There's still going to be changes that are easier to understand at the level of the organism. All of organismal biology is not going to [be] reduced to understanding proteins, but we may start to understand rules about how proteins change, rules about how all proteins evolve, that will tell us something about what's underpinning the organismal changes observed by a different area of biology.
Have you done any follow-up research to your original study?
Initially, the only organism we had for comparison with the yeast proteins was C. elegans. We were shocked that we could find a pattern with such a distant comparison.
And by the same token, [we were not] sure once we had seen that pattern over a billion years of evolution that we would see it over a hundred million years of evolution. When we could find close relatives to yeast to compare our proteins to, we weren't sure that we would still see the result. We were actually a little nervous that we wouldn't see the result because if you had to choose between [using] a billion-year-old separation for your comparison or a hundred million years, you would much rather use the closer one.
Since doing the study, we've had the chance to analyze progressively closer evolutionary comparisons. There's another yeast species called Candida albicans-we've done that and some more close genomes. Each one has revealed the same pattern. The evolutionary process seems to operate at every time scale.
What are your unanswered questions?
We have some sense of how pairs of proteins evolve in communication with each other in this ongoing dialogue of change.

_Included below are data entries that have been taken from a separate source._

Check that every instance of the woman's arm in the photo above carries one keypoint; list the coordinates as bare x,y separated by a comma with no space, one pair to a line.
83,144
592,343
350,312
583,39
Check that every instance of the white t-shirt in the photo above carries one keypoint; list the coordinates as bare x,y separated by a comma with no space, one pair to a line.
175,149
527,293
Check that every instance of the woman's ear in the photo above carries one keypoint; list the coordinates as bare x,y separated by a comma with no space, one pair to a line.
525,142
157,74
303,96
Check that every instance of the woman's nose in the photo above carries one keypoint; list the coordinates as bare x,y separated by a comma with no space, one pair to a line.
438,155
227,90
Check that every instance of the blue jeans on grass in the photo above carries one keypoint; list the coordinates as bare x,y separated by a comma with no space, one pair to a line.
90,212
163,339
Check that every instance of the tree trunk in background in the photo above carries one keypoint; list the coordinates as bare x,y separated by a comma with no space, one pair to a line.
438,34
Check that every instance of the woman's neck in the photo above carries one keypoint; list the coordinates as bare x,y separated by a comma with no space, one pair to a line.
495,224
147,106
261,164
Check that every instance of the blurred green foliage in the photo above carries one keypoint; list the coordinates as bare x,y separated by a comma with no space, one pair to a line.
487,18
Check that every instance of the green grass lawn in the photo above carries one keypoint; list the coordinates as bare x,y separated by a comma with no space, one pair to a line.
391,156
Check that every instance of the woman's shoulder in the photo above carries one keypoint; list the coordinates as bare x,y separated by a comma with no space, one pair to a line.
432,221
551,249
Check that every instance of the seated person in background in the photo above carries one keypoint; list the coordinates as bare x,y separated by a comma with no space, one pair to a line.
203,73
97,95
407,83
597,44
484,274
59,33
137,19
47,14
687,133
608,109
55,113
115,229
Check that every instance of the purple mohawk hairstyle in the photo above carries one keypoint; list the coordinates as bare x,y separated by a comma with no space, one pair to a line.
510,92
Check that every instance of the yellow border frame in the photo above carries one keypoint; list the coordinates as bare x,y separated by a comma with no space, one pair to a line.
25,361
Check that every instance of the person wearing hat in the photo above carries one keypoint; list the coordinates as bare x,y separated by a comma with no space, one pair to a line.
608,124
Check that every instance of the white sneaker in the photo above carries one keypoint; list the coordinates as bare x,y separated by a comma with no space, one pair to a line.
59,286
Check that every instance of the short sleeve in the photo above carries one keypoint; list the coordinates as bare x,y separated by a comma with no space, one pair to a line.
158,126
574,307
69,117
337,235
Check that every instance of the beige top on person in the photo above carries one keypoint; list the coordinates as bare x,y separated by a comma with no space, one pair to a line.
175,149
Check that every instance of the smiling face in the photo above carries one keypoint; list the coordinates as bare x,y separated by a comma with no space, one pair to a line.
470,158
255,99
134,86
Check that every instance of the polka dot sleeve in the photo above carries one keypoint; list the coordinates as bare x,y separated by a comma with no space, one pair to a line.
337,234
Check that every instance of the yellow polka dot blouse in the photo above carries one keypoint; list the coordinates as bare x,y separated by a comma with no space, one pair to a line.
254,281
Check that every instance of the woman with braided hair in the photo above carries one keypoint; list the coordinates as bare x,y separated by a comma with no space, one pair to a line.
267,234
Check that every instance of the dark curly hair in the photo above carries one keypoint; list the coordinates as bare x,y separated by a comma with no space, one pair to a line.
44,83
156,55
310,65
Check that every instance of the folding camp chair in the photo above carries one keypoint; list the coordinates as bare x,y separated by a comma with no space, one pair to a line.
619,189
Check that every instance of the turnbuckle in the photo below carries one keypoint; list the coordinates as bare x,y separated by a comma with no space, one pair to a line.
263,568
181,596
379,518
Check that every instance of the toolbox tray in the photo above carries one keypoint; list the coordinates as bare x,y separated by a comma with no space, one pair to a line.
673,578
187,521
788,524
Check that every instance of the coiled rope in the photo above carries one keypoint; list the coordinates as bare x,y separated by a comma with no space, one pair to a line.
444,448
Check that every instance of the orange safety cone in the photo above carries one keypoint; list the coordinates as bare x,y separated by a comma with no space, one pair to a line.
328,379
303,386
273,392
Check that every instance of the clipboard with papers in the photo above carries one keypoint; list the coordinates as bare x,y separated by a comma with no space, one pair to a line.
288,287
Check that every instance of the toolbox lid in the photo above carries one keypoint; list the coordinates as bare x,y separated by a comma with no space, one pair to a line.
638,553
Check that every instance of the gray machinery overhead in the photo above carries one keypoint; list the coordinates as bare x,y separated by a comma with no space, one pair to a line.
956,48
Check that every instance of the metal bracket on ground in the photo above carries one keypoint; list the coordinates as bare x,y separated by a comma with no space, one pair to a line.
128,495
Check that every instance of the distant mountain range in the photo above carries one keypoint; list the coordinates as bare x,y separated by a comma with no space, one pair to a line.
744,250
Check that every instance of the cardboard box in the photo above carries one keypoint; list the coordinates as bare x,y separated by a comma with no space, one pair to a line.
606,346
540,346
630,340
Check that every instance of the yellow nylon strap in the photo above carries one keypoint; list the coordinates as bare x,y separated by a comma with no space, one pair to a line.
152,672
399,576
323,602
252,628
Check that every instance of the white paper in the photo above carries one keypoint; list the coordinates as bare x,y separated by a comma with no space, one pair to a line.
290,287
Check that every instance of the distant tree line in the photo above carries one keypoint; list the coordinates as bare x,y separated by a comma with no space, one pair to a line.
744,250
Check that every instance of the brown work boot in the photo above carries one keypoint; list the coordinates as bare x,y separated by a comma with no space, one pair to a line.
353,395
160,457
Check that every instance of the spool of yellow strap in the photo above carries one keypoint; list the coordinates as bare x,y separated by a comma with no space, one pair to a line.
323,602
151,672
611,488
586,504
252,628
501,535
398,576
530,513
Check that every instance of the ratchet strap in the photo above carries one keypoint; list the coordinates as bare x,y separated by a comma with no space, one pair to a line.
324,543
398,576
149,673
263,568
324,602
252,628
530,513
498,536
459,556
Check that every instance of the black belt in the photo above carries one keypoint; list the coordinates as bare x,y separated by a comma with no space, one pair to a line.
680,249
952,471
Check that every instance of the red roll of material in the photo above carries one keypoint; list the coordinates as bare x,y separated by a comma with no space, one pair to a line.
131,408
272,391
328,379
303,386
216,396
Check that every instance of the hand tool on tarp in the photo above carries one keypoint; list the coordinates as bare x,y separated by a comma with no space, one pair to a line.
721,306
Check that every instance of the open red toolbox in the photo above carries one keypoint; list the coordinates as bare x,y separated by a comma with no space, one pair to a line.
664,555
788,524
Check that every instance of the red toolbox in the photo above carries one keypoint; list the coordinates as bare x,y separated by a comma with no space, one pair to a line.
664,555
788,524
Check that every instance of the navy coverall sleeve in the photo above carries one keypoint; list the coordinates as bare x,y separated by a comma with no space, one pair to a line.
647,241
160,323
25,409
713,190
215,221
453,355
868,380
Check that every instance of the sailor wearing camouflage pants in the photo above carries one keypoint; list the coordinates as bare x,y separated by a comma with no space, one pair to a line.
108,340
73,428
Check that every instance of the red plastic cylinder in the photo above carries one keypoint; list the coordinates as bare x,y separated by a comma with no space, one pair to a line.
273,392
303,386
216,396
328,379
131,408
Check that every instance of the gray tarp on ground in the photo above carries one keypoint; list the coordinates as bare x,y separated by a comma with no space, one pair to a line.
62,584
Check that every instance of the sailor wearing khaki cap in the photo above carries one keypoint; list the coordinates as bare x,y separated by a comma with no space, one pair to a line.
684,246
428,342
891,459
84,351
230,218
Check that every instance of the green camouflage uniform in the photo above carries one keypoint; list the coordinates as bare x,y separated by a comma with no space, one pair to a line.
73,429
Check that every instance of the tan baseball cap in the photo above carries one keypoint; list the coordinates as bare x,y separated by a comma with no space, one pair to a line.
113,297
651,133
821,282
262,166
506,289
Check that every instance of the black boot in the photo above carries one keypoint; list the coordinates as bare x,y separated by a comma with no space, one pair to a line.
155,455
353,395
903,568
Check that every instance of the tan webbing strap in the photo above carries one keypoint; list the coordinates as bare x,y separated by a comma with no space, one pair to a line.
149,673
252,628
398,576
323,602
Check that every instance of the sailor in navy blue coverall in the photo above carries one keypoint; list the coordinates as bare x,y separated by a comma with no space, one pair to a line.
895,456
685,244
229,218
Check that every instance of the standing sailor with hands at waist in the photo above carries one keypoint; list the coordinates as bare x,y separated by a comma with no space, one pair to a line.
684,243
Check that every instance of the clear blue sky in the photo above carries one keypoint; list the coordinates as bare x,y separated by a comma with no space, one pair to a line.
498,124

We still don't understand so much about how you can add interactions to produce more complex organisms. We're pretty sure that adding interactions, changing your interaction network, is a big part of the story. We're pretty sure that humans have a more complex protein interaction network than do worms.
But we really can't say much about how the simpler network of worms was transformed to give us the more complex network of humans. Our study sort of suggests that since proteins are co-evolving, you can add new proteins. It allows for the addition of more proteins to the network. But, if more proteins are added, that doesn't tell you really how you get from a worm to a human.
How will the field of proteomics help with this kind of research?
I think there are a lot of questions that are newly accessible because of the new proteomic data. I think that the study of whole genomes and the proteins they encode, does hold promise for bridging the gap in explanation between our very thorough understanding of simple molecular systems in the cell and the whole functioning organism. We're going to have to learn to read the interaction of molecules in the way that we don't know how to read them [now]: But we're starting to understand more points along this continuum from molecular circuit to functioning organism, which is not to say we're reducing the organism to a set of molecular circuits. We're just learning to explain processes that are underpinned by molecules at a scale that is getting closer to the whole organism.